Obviously Samantha Brick has done well in her career with all of the possible promotions she mentions and yet we hear nothing about how she strives to pass the glass ceiling, or how she competed easily with others in her position (regardless of gender, or physical attraction).

It’s sad when high school girls are going through life considering eating disorders because their self-esteem isn’t concerned with how many poems they can quote, or how they understand the periodic elements and their functions, or how improved they are in a chosen sport, but instead how formed their abs are, or how straight their hair.

It worries me.   I was that girl who got up an hour earlier on non-swimming days to straighten my hair.  I had and have quite high self-esteem.  I swam year round all through high school, five hours a day and always had a boyfriend, so I wasn’t supremely concerned with my body but I did concern myself with these golden sea weed strands on my head and the acne forming on my chin.  I wanted straighter teeth, hair, legs.  I wanted less thigh, and didn’t laugh when my mother told me I had birthing thighs given from my grandmother.

So, this all comes back to our bodies.  How will we respect them and use them in the world.  How much do we fight with our minds and how much with our physical womanhood.  Earlier this week, I read a great nonfiction piece in Revolution House.  You can read it by Chelsey Clammer,  titled “Body Home” here.

I’d like to quote just a piece of it,

“I am on my way to work, getting on a train in Chicago. My commute has become a ritual of sitting in my body, mapping out the space she inhabits.   Each day I go through the obstacles of my mind as I judge the way my body moves. At the train stop, I go through the turnstile, and it rushes up behind me as I push it with my hand. The metal bar hits the back of my bag, an overstuffed messenger bag that bustles with snacks for the day, with notes for my job. The metal hitting my bag does not indicate to me that I am carrying a large amount of stuff to work, but it means I exist too much, that I take up too much space, that there is too much of me in the world” (Clammers, 48).

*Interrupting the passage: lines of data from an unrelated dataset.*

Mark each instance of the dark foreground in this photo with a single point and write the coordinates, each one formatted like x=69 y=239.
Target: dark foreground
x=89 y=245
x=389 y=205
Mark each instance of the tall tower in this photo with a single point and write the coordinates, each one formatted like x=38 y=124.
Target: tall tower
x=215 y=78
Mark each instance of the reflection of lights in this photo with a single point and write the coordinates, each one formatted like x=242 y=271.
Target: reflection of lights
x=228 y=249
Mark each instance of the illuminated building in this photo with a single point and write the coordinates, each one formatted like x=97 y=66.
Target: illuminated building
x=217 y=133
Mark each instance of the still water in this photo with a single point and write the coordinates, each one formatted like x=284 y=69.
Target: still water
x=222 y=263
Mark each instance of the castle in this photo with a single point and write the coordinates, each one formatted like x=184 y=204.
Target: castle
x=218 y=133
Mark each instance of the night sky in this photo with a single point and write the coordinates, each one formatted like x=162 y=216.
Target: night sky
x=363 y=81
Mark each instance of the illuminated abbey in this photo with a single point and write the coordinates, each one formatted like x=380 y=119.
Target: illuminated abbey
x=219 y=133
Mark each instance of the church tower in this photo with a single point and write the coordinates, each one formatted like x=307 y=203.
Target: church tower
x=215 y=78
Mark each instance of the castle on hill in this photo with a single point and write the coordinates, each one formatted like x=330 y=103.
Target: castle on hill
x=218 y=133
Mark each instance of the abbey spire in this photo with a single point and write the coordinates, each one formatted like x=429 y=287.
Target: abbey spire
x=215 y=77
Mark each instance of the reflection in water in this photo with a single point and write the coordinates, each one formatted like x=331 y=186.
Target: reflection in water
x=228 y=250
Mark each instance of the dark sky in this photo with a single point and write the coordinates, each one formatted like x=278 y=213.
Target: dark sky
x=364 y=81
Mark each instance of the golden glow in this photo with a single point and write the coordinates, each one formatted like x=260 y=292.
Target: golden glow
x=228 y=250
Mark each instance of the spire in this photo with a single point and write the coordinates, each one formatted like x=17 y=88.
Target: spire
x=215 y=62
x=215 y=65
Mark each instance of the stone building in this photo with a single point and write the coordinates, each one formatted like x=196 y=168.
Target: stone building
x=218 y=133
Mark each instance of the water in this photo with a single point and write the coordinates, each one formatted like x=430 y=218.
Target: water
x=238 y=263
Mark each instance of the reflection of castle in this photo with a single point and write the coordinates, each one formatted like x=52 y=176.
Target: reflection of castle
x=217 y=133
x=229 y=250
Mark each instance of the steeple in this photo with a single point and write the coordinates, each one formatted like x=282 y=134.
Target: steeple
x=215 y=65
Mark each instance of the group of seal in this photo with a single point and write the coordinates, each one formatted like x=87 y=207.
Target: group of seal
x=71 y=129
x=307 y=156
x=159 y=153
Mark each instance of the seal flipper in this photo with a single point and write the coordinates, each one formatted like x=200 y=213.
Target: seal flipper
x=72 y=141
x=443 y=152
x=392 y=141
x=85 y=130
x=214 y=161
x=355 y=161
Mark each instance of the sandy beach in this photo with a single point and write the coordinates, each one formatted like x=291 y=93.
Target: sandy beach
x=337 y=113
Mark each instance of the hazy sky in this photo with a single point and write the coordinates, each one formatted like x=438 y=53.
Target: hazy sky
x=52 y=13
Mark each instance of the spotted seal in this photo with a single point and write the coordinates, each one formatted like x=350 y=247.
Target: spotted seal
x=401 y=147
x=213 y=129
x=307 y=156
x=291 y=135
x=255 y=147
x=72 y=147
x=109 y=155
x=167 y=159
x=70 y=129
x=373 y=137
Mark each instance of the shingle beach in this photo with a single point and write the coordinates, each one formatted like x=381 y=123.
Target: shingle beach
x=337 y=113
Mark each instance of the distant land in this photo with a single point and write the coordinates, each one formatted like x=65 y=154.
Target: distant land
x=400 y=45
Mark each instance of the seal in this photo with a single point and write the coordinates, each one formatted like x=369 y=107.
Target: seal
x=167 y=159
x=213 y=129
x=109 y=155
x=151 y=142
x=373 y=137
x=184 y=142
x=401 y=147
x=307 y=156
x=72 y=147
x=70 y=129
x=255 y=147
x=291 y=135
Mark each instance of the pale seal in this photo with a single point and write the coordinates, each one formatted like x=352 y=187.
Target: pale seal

I think Clammers gives us a deep and revolving look at the female psyche.  I don’t want to feel like I am too much in the world because of how much seat I take up on a subway, or how deep a trampoline dips as I’m jumping into the blue air.  I want to feel too much in the world because I’ve written an overwhelming amount of words, because I’ve spoken loud enough for the world to hear, because my journal is so filled with scraps of lettering that it is bunching out, papers are crowding the spine.  I want my body to be my words, my hips small syllables, my eyes rhymes, and my fingers every sweet curve of my unsmooth handwriting.  This is how I will be too much in the world: too much voice. Too fierce.  Too alive with expression, with correspondence, with this, here.